Hands up anyone who thinks there will be full accountability for the Takata airbags scandal that has resulted in the deaths of two young people that we know of and only because their parents raised the alarm?
How could Takata airbag recalls in Australia, Canada, New Zealand, and the US spanning more than a decade with 100 million vehicles recalled by 20 car importers go unnoticed in Cyprus either by successive governments, bureaucrats, MPs, importers and dealers?
The odds that no one knew anything about this are literally zero.
As far back as 2016, Toyota Cyprus said it was recalling 80 cars for checks after it was established that 1.43 million cars worldwide needed repairs involving airbags. This was published in the local media.
So, the question is not: “How could they not have known in Cyprus?” but “who knew what and when did they know it?”
Right now, we’re drowning in a tsunami of information related to both how to solve the problem going forward with tens of thousands of ticking time-bombs still on the island’s roads and on how this massive scandal came about.
Everybody involved may plead ignorance, cite mistakes and express regret when the dust settles but where will the responsibility ultimately lie and will the investigations themselves be another case of “pass the buck”?
This isn’t a disciplinary offence. It’s criminal. How many more road fatalities were caused by faulty airbags that went unnoticed during crash investigations by police?
It was reported that the parents of 24-year-old Kyriakos Oxinos who died in 2023 were never informed of a recall for their son’s car despite it having been flagged by the manufacturer in 2020. The same pattern appears to have played a role in the more recent death of 19-year-old Styliani Giorgalli in October 2024.
Both of these tragedies were avoidable had action been taken sooner. It is clear that authorities and car importers did not act with any urgency whether due to bureaucratic inefficiency, lack of awareness, or outright indifference.
To add insult to injury, earlier this week, the families of the two young people who died were mistakenly sent recall notices for their children’s cars by the road transport department which later had to issue an apology.

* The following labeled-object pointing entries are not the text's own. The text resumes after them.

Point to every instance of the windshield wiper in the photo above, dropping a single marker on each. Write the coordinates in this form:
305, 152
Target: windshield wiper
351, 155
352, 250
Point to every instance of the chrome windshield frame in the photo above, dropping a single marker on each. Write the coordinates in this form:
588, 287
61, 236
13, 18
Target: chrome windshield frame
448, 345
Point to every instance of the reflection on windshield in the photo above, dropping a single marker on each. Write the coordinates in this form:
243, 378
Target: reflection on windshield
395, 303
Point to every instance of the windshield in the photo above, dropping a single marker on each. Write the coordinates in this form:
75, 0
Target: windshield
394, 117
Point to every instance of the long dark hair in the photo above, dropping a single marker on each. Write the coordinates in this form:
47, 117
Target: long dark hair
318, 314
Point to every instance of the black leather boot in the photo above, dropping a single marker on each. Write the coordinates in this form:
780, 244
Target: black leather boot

It was Kyriakos’ father Yiannos who first pressed Transport Minister Alexis Vafeades into action, presenting evidence in April 2023, two months after the accident of the dangers posed by the airbags.
This should have been enough to act. Vafeades insists his ministry acted swiftly citing meetings, correspondence and public awareness campaigns.
Perhaps so, but it was clearly not fast or decisive enough as a 19-year-old woman appears to have died for the same reason 18 long months later. Yiannos said it was only properly looked at when the House started to pile on the pressure.
Whatever the outcome of the various investigations, the lesson should be to take notice of the red flags, not wait until people are dead. The first recorded injury from an airbag in Cyprus was in 2018. Takata was a global scandal for at least a decade. That absolutely no one in Cyprus knew this can only be a lie.